Investigators initially concluded that hackers only encrypted data from the university’s College of Social and Behavioral Science (CSBS) department. It was later revealed that the culprits also managed to steal employee and student information.
Only .02% of the data on the servers was reportedly affected, while the university was eventually able to restore IT services and systems from backup copies. Nonetheless the university decided to pay the ransom demands with the help of its cyber insurance provider.
“This was done as a proactive and preventive step to ensure information was not released on the internet”, the University of Utah said. “The university’s cyber insurance policy paid part of the ransom, and the university covered the remainder. No tuition, grant, donation, state or taxpayer funds were used to pay the ransom”.
Since the university is still reviewing the incident to determine the nature of the affected data, CSBS students and employees are advised to monitor their financial statements for any fraudulent activity and periodically review and change online passwords.
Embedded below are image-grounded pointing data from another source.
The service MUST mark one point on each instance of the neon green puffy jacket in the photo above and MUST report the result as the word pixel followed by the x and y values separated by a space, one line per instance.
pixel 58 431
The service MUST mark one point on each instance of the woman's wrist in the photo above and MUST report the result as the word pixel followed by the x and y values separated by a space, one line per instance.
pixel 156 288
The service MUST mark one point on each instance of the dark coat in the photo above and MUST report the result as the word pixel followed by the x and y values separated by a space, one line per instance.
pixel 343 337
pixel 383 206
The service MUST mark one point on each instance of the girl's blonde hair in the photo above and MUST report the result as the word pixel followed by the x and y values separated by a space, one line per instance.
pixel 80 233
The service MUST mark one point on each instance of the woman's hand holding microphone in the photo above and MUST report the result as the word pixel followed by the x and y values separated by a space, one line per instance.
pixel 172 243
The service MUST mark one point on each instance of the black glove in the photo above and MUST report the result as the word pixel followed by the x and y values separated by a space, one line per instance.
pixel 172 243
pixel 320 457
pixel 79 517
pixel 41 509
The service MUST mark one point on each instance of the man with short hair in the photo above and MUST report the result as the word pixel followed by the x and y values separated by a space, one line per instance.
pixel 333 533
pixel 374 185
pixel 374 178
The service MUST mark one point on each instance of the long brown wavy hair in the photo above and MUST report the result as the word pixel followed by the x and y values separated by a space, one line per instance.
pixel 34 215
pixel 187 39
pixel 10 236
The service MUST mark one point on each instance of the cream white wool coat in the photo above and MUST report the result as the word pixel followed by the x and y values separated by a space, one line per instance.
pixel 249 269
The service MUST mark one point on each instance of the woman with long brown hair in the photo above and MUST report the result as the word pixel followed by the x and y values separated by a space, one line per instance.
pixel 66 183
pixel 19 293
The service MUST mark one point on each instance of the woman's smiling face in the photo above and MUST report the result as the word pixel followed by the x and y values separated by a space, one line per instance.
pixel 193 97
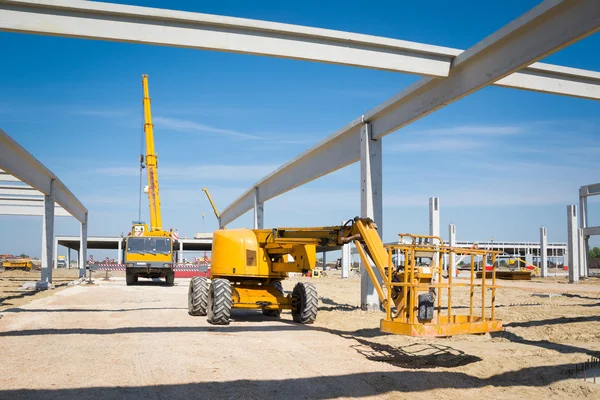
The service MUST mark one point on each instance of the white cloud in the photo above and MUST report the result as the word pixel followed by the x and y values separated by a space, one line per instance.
pixel 182 125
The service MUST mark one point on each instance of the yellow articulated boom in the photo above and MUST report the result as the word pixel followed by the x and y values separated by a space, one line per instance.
pixel 248 266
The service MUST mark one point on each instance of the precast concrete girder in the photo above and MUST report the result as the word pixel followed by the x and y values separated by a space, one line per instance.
pixel 543 30
pixel 19 163
pixel 124 23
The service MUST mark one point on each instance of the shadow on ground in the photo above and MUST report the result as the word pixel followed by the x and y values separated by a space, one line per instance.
pixel 319 387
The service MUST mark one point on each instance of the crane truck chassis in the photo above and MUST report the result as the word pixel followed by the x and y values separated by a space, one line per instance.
pixel 248 266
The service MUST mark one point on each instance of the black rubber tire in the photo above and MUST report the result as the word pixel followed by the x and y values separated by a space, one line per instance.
pixel 220 302
pixel 198 296
pixel 130 278
pixel 170 279
pixel 305 303
pixel 274 313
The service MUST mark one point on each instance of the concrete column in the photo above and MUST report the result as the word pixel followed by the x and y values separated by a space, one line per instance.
pixel 120 250
pixel 543 252
pixel 258 211
pixel 371 204
pixel 572 244
pixel 452 236
pixel 48 235
pixel 582 257
pixel 585 245
pixel 346 260
pixel 55 256
pixel 83 247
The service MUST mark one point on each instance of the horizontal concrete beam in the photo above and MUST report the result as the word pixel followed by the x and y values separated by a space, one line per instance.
pixel 124 23
pixel 591 231
pixel 24 210
pixel 545 29
pixel 18 162
pixel 590 190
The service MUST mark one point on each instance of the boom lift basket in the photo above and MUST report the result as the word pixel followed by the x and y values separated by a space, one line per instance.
pixel 418 298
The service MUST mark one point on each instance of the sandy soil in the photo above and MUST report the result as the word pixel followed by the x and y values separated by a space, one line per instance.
pixel 112 341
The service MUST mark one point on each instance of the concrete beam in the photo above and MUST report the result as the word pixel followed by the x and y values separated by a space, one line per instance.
pixel 17 161
pixel 591 231
pixel 258 212
pixel 31 211
pixel 572 244
pixel 543 252
pixel 545 29
pixel 124 23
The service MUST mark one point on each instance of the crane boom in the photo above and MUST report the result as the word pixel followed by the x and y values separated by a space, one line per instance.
pixel 151 162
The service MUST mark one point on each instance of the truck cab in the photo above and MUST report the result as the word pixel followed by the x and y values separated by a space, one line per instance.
pixel 149 255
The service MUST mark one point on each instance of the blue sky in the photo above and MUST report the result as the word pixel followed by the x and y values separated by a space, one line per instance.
pixel 503 162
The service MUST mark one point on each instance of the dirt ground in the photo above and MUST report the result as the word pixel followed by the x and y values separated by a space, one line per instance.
pixel 112 341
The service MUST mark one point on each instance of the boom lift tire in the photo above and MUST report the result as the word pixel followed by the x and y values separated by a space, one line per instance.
pixel 220 302
pixel 274 313
pixel 170 278
pixel 305 303
pixel 198 296
pixel 130 278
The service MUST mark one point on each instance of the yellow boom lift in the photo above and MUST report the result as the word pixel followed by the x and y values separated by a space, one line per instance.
pixel 149 251
pixel 248 266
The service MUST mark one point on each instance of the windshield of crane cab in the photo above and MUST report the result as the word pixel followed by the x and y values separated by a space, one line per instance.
pixel 151 245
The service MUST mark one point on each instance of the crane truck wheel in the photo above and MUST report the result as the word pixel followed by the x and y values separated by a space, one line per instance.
pixel 274 313
pixel 305 303
pixel 198 295
pixel 219 302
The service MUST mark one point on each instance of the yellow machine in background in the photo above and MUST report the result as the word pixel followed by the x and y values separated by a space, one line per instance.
pixel 149 251
pixel 248 266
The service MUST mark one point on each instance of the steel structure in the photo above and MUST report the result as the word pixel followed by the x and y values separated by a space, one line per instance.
pixel 41 193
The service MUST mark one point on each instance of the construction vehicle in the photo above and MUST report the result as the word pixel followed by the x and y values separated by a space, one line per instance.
pixel 248 266
pixel 24 264
pixel 149 250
“This incident helped identify a specific weakness in a college, and that vulnerability has been fixed”, the university added. The university is working to move all college systems with private and restricted data to central services to provide a more secure and protected environment. The university is also unifying the campus to one central Active Directory and moving college networks into the centrally managed university network. These steps, in addition to individuals using strong passwords and two-factor authentication, are expected to reduce the likelihood of an incident like this occurring again”.
Even tough cybersecurity experts and law enforcement advise ransomware victims to never give into extortion demands, in some cases, organizations choose the easy way out. Paying the demands of cybercriminals does not guarantee full system recovery or that the any stolen data will not be leak online or sold to highest bidder on the dark web.